That thinking is riddled with bugs. The cyber security sector provides an opportunity to reflect on this. 

As megatrends go, cyber security ticks many boxes. Attacks are becoming a bigger risk: a JPMorgan executive this week bemoaned a wave of attacks as fraudsters get “more devious, more mischievous.” There is more data around, and users access it from different places. Companies, governments and even cultural institutions such as the British Library are vulnerable.

Would-be hackers are becoming ever more sophisticated. The latest trend is to use artificial intelligence to identify security weaknesses.

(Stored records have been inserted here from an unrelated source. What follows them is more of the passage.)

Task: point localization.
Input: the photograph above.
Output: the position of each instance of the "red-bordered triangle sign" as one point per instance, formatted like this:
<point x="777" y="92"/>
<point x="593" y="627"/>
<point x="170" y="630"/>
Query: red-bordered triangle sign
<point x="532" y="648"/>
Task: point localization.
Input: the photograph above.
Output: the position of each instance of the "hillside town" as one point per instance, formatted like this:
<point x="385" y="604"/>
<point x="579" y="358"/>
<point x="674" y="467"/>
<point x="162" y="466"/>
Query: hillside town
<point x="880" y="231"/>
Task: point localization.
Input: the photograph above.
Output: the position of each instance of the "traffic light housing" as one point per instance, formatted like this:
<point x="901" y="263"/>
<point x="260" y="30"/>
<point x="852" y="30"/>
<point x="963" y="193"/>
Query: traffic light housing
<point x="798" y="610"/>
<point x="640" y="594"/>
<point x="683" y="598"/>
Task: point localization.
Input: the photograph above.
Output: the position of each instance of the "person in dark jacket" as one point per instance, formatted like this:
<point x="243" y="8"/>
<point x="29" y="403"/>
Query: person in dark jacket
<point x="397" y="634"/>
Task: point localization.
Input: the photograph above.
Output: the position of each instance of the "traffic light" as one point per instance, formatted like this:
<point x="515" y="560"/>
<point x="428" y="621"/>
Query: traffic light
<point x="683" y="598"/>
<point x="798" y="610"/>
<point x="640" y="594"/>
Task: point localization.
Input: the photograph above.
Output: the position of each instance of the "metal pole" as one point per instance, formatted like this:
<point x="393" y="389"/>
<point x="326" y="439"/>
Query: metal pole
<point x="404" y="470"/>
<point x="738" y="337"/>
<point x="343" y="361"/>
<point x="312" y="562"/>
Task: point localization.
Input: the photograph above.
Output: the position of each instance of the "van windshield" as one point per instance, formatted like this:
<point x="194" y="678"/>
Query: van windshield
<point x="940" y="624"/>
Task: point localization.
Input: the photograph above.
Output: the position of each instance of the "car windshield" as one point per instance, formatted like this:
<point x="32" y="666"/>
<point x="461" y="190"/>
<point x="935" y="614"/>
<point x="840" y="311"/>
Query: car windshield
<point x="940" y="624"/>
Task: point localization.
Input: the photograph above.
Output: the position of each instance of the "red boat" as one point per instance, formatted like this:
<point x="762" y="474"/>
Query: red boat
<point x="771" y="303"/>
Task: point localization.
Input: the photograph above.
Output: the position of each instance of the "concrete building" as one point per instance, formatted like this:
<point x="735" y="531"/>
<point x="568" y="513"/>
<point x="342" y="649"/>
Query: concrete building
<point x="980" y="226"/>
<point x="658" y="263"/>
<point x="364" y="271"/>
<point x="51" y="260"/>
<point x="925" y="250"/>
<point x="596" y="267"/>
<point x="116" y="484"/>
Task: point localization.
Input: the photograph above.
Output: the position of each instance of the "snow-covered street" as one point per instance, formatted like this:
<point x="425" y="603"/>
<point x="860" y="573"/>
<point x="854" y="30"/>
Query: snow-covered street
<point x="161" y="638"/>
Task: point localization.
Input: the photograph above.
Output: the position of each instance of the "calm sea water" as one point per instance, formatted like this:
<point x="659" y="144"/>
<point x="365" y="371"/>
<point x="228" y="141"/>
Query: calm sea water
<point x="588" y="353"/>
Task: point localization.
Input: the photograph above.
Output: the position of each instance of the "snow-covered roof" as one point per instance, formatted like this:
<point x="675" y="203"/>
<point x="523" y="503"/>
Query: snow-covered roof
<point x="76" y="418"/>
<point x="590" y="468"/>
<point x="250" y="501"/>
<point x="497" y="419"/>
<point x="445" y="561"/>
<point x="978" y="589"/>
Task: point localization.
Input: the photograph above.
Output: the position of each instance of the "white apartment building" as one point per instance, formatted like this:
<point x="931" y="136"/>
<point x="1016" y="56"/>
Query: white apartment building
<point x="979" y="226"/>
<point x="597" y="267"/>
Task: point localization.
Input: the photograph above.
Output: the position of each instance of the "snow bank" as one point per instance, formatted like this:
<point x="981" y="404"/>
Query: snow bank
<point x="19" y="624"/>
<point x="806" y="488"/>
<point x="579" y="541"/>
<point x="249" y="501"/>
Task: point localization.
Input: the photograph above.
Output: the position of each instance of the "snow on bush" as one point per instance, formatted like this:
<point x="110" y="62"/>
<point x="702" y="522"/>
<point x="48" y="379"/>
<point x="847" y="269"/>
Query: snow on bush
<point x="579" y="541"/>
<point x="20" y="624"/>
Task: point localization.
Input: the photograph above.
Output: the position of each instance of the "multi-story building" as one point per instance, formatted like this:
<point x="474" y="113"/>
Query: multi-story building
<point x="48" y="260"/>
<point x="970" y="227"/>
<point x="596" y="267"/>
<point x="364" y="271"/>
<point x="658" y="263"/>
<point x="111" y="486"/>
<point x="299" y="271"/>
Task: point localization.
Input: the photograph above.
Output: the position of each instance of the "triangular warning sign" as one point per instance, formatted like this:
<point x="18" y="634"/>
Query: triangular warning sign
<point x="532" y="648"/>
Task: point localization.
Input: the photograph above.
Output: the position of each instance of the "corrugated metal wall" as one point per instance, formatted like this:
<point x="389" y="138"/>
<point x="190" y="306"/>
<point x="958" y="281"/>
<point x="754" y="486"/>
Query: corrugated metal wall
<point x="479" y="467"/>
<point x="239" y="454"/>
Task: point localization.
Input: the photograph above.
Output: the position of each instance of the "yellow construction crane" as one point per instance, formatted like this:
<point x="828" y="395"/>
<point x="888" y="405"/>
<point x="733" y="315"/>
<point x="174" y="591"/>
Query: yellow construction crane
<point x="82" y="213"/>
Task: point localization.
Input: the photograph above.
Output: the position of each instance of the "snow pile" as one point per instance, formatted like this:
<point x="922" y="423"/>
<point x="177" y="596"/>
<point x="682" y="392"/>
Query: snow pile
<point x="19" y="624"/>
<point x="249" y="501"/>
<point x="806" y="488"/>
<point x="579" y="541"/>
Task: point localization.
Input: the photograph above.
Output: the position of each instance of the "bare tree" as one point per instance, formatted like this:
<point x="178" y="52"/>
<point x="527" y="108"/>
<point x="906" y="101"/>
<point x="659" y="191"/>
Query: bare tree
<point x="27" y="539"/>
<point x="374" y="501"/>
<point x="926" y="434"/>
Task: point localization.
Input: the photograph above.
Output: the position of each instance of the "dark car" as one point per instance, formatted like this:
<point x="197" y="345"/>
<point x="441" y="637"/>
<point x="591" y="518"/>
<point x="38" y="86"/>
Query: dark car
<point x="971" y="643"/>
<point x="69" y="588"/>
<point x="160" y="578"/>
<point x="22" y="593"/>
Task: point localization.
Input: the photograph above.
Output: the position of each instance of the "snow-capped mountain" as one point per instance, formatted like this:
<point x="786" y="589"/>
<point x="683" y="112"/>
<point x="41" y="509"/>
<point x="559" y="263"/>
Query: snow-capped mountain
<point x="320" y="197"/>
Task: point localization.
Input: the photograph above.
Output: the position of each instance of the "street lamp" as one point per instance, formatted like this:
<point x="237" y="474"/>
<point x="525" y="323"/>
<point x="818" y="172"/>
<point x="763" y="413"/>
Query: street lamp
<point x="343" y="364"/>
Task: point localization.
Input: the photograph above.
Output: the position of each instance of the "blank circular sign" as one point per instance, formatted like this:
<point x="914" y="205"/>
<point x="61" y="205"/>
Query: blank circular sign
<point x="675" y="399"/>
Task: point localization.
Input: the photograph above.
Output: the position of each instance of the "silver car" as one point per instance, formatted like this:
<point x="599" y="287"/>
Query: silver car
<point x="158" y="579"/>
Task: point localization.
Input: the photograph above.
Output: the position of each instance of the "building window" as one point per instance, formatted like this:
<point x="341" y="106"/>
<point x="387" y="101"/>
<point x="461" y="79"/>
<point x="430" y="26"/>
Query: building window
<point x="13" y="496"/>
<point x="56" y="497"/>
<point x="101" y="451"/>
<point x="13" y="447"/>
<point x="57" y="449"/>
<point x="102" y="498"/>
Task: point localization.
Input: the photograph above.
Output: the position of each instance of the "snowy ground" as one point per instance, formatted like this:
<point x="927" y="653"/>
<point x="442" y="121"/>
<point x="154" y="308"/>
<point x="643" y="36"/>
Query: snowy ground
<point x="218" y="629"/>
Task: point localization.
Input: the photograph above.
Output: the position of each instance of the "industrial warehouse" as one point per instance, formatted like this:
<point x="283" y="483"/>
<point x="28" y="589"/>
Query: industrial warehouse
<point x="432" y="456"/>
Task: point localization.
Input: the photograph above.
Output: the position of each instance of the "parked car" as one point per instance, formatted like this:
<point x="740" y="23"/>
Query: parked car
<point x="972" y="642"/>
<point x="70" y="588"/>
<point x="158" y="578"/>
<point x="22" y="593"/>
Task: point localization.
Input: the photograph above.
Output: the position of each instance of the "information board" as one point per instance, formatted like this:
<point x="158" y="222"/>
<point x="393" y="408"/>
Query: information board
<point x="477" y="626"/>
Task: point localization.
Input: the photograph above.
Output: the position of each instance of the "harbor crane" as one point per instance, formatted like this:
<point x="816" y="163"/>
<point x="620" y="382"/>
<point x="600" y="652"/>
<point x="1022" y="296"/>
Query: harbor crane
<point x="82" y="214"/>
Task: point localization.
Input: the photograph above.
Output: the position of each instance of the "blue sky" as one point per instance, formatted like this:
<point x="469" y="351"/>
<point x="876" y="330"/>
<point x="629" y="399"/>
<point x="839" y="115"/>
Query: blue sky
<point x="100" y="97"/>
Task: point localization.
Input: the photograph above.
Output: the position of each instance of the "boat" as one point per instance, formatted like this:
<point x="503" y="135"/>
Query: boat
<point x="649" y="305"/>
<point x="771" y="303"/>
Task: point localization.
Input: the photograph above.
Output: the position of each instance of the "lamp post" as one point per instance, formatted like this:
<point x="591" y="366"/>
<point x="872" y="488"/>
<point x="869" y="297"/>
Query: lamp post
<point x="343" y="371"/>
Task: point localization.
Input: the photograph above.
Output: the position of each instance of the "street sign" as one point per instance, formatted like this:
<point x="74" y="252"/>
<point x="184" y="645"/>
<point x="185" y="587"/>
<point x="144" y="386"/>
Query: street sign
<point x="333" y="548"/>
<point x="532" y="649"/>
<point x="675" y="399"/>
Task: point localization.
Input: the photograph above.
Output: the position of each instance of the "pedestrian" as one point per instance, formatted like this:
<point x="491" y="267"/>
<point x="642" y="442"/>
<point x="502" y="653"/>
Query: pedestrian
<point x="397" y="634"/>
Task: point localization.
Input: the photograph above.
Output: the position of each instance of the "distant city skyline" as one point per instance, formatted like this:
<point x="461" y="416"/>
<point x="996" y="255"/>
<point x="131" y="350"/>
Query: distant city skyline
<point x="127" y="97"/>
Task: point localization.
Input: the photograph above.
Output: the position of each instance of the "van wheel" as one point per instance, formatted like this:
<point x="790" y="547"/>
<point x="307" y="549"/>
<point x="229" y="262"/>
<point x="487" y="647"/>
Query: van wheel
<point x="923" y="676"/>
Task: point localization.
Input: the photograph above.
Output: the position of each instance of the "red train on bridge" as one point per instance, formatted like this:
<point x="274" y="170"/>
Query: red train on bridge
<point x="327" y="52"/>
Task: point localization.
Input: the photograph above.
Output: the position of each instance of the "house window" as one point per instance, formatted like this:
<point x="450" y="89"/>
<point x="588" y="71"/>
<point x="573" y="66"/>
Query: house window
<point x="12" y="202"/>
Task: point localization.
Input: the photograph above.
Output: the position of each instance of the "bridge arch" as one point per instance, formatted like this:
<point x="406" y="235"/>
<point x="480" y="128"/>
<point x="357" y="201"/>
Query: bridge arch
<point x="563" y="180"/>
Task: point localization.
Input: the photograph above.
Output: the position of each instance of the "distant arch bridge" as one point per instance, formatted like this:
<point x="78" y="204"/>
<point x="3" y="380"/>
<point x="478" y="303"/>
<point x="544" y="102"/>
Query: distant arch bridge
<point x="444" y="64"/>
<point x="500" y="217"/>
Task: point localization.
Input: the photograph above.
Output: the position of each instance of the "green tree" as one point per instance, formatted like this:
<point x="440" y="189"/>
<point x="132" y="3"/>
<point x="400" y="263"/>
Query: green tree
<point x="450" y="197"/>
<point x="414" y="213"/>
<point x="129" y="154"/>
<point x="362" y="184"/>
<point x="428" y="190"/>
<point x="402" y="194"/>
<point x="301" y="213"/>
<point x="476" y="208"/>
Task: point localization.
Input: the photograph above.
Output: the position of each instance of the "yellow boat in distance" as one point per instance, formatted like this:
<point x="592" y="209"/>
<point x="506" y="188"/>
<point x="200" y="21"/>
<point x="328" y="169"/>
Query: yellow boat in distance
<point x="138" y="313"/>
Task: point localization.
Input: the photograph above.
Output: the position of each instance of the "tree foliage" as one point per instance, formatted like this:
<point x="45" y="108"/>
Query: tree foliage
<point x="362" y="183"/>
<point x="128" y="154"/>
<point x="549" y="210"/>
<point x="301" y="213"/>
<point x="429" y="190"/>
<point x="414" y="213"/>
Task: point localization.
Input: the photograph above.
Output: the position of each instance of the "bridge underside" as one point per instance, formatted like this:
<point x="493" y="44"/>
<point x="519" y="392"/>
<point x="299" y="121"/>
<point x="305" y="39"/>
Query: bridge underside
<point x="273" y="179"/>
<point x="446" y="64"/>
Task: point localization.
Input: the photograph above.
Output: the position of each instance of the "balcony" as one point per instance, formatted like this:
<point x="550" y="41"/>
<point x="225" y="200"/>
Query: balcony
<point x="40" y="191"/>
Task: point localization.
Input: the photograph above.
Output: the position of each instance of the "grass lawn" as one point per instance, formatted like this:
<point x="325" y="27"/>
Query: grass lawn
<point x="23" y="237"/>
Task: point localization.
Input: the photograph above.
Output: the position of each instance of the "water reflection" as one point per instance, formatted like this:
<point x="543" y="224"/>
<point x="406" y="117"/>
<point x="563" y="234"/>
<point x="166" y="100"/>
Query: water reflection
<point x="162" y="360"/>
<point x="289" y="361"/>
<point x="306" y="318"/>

As KKR’s Henry McVey points out, that makes cyber security a very different way to play the AI boom. 

Investment in security is increasing accordingly. This year, it will be up 14.3 per cent from 2023, according to Gartner. The UK’s Darktrace this month raised full-year revenue growth forecasts to between 23 and 24.5 per cent. Meanwhile, the current sector spend — expected to be $215bn in 2024 — is only a fraction of the potential market, which McKinsey puts at $1.5-2tn. 

With that tailwind, you might expect cyber security ETFs — catchily named HACK, CIBR and BUG — to be racing ahead. They are not. Over the past three years, they have underperformed the S&P 500. Over the past five years, even the pick of this bunch has only slightly outperformed the Nasdaq.

One reason the cyber security megatrend has been so hard to tap into via an index is that — unlike say, supermarkets — today’s winners are not particularly likely to outperform tomorrow. Products have a short shelf life. Criminals are innovative and the nature of the threat keeps changing. New security tools need to be rolled out quickly.

That makes even market leaders vulnerable to upstarts. Indeed, the first wave of cyber security products were sold by network companies which have since lost share to specialised outfits such as Fortinet and Palo Alto. 

This may be changing, however. Some companies, says Shaul Eyal of TD Cowen, are attempting to turn themselves into cyber security one-stop-shops, the metaphorical equivalent of Walmart or Tesco. Outfits such as Palo Alto are developing multiple technologies and supplementing them through bolt-on acquisitions, which should make them both larger and more resilient to changing threats.

Buying into such cyber platforms may be a better way to crack this investment megatrend.